During the 1990’s I had a young guy work for me for 2 years, as a wrangler.
At the end of the second year his father came to me and told me that he had given his son the choice of going to college or
working on the ranch. He chose working on the ranch. His father then said that he considered his son working for me for the
last 2 years the same as going to college, and he thanked me for educating his son.
My point in telling these stories is that every dude ranch has the ability to profoundly affect the lives of the
people who come as employees or guests in ways that are not possible in any other place.
What makes a dude ranch for our guests is a vacation where you are not a client or customer but truly a guest
of the ranch. Once people come through the gates they are all equal. From corporate CEOs to grocery store clerks, everyone
is treated as one of the family. Every week dude ranchers invite a new set of guests into their homes, and by Wednesday they
are all dancing together, and by the end of the week they have become lifelong friends. For some guests it is a chance to
experience a horseback riding adventure they have always dreamed of and for others, simply a beautiful setting where they
can relax from the daily grind back home. Over the years I have found that dude ranching is about great scenery, good friends,
sure footed horses, wonderful food and above all, more fun than you can have anywhere else.

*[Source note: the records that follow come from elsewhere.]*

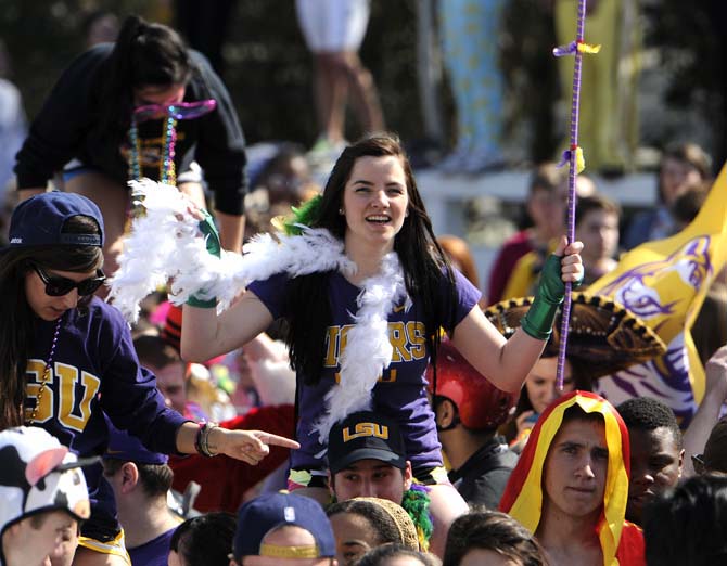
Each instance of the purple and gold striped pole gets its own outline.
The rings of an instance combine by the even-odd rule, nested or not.
[[[588,46],[584,42],[584,28],[586,20],[586,0],[578,0],[578,18],[576,23],[576,39],[567,46],[553,49],[557,57],[574,55],[573,66],[573,95],[571,98],[571,140],[569,149],[563,152],[561,165],[569,163],[567,178],[567,242],[575,240],[575,205],[577,195],[575,192],[576,176],[584,169],[583,152],[578,147],[578,112],[581,108],[581,66],[584,53],[598,53],[600,46]],[[565,350],[567,348],[569,322],[571,320],[571,282],[565,283],[565,297],[561,310],[560,349],[558,350],[557,385],[563,390],[563,373],[565,369]]]

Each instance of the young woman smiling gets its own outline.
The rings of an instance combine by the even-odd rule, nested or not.
[[[477,307],[480,292],[450,268],[436,243],[395,137],[374,134],[345,149],[322,196],[296,220],[299,239],[329,239],[328,247],[309,253],[306,273],[280,268],[220,314],[201,308],[214,301],[193,298],[184,307],[182,356],[209,359],[286,319],[302,443],[292,455],[289,487],[328,500],[324,439],[331,425],[364,408],[386,414],[401,427],[414,477],[430,488],[432,548],[441,553],[448,525],[467,504],[447,481],[425,391],[439,329],[497,387],[518,391],[543,351],[563,281],[583,276],[582,246],[558,247],[562,257],[546,267],[524,330],[506,340]],[[285,247],[270,253],[282,257]]]

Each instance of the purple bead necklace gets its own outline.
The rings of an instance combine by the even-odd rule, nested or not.
[[[36,416],[38,415],[38,408],[40,407],[40,400],[43,397],[43,393],[46,391],[46,385],[48,384],[48,381],[50,378],[51,368],[53,365],[53,358],[55,356],[55,347],[58,346],[59,335],[61,334],[62,321],[63,317],[61,317],[55,323],[55,331],[53,332],[53,342],[51,344],[51,351],[48,353],[48,361],[46,362],[46,369],[43,370],[43,374],[40,377],[40,387],[38,388],[38,393],[36,394],[36,404],[30,413],[30,419],[26,420],[26,424],[28,425],[31,425],[35,422]]]

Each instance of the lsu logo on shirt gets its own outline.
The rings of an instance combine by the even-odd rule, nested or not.
[[[329,326],[326,335],[326,368],[336,368],[341,355],[346,349],[348,331],[353,324],[341,326]],[[395,321],[388,323],[388,340],[391,342],[392,363],[421,360],[426,357],[426,334],[424,324],[419,321]],[[335,381],[340,381],[336,373]],[[383,375],[379,377],[380,382],[395,382],[396,369],[388,368],[384,370]]]
[[[388,427],[377,423],[356,423],[356,426],[347,426],[343,429],[343,441],[348,442],[355,438],[364,436],[375,436],[384,440],[388,440]]]

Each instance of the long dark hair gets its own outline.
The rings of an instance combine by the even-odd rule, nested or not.
[[[63,232],[98,234],[99,226],[92,218],[74,216]],[[103,255],[97,246],[11,247],[0,255],[0,429],[24,421],[25,371],[37,322],[25,295],[26,274],[34,266],[84,273],[102,265]],[[84,297],[78,308],[84,309],[90,300]]]
[[[405,218],[404,226],[396,235],[394,250],[399,256],[409,296],[421,300],[426,346],[432,361],[436,361],[439,327],[447,325],[446,321],[450,319],[456,305],[455,279],[449,261],[434,236],[409,159],[396,137],[387,133],[371,134],[343,151],[326,183],[320,213],[311,227],[326,228],[343,240],[346,219],[339,210],[343,205],[343,191],[354,164],[359,157],[384,156],[398,157],[406,175],[409,216]],[[449,312],[442,308],[443,301],[434,299],[442,293],[443,272],[450,283],[449,300],[444,301],[450,306]],[[332,317],[328,276],[329,273],[314,273],[295,278],[289,294],[291,364],[296,372],[303,373],[308,385],[319,382],[326,358],[326,333]]]
[[[124,140],[131,126],[133,89],[187,85],[194,68],[174,29],[137,15],[127,17],[103,70],[99,132]]]

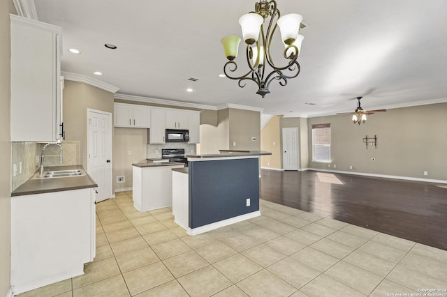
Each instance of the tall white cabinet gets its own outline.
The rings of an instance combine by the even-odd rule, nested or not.
[[[148,106],[115,103],[115,126],[150,128],[150,109]]]
[[[10,15],[13,142],[61,139],[61,29]]]

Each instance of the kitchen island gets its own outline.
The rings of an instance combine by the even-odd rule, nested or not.
[[[173,169],[175,222],[196,235],[261,215],[256,151],[186,155],[189,167]]]
[[[173,205],[171,169],[183,167],[183,163],[152,160],[132,164],[133,206],[148,211]]]

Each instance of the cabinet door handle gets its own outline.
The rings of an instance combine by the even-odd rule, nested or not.
[[[61,127],[61,132],[59,133],[59,135],[62,137],[62,139],[64,140],[65,140],[65,131],[64,130],[64,123],[60,124],[59,127]]]

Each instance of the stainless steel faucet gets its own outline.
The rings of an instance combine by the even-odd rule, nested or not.
[[[42,155],[41,155],[41,177],[43,177],[43,160],[45,159],[45,149],[47,148],[47,146],[50,146],[52,144],[59,146],[59,148],[61,150],[61,153],[59,155],[59,164],[62,164],[62,162],[64,162],[63,161],[64,148],[62,148],[62,145],[57,142],[48,142],[47,144],[45,144],[42,148]],[[47,155],[47,157],[57,157],[57,155]]]

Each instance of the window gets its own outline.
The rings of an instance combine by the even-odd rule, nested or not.
[[[312,161],[330,162],[330,124],[312,125]]]

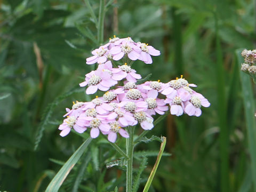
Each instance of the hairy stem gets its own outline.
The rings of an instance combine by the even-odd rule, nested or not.
[[[98,40],[100,44],[103,41],[104,18],[105,16],[105,0],[100,1],[100,12],[99,13],[99,26],[98,28]]]
[[[126,190],[132,192],[132,160],[133,158],[133,132],[134,127],[129,126],[127,129],[130,137],[126,139],[126,155],[128,156],[126,165]]]

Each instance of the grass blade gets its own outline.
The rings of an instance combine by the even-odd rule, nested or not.
[[[217,13],[214,13],[216,35],[216,77],[217,79],[218,113],[220,127],[220,187],[221,191],[229,191],[229,130],[227,122],[227,102],[225,97],[225,71],[222,63],[222,55],[219,29]]]
[[[68,176],[92,140],[92,138],[89,137],[72,155],[52,180],[45,190],[46,192],[58,191],[66,178]]]
[[[242,50],[236,51],[237,62],[239,66],[243,62],[241,55]],[[254,190],[256,190],[256,126],[255,122],[254,101],[252,89],[252,81],[249,75],[240,71],[243,99],[245,113],[247,134],[249,142],[250,155],[251,156],[251,169],[252,170],[252,180]]]
[[[163,155],[163,153],[164,152],[165,144],[166,144],[166,138],[165,137],[163,137],[162,139],[163,140],[163,142],[162,142],[161,146],[160,147],[160,150],[159,151],[158,155],[157,156],[156,163],[154,165],[153,169],[151,171],[150,175],[149,175],[148,181],[146,183],[145,187],[143,190],[143,192],[147,192],[148,191],[148,189],[149,189],[149,187],[150,187],[151,183],[154,179],[154,177],[155,176],[155,174],[156,173],[156,170],[157,169],[157,167],[158,166],[159,163],[160,162],[160,160],[161,160],[162,155]]]

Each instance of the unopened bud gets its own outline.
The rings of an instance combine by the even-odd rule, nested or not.
[[[241,70],[244,72],[247,72],[250,65],[247,63],[242,63],[241,65]]]
[[[256,66],[252,66],[248,68],[248,71],[250,73],[254,74],[256,73]]]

What makes a dude ranch for people lucky enough to work on a dude ranch is a chance to spend their summer working
harder than they have ever worked and having more fun than they have ever had before. At the age of 17, I thought riding through
the Shoshone River with the water belly deep on my horse chasing 80 horses in from the pasture was what dude ranching was
all about. For a lot of the younger staff it still is. But more than that each employee fortunate enough to work on a well
run dude ranch for a summer has the opportunity to learn more about responsibility, interacting with people, and to take with
them a work ethic that will stay with them for the rest of their life.
Yes, a well-run dude ranch is “Hospitality at its very finest,” and this means everyone who works
on a well-run ranch goes that extra mile to take 7 year-old Sally out to the corral one last time to say goodbye to her horse
Lucky; the cooks saying, “No problem…we are happy to take care of special requests, and the staff
knowing all the guests names and making them feel as though they have gone on vacation with best friends they just
met – to me this is what makes a dude ranch.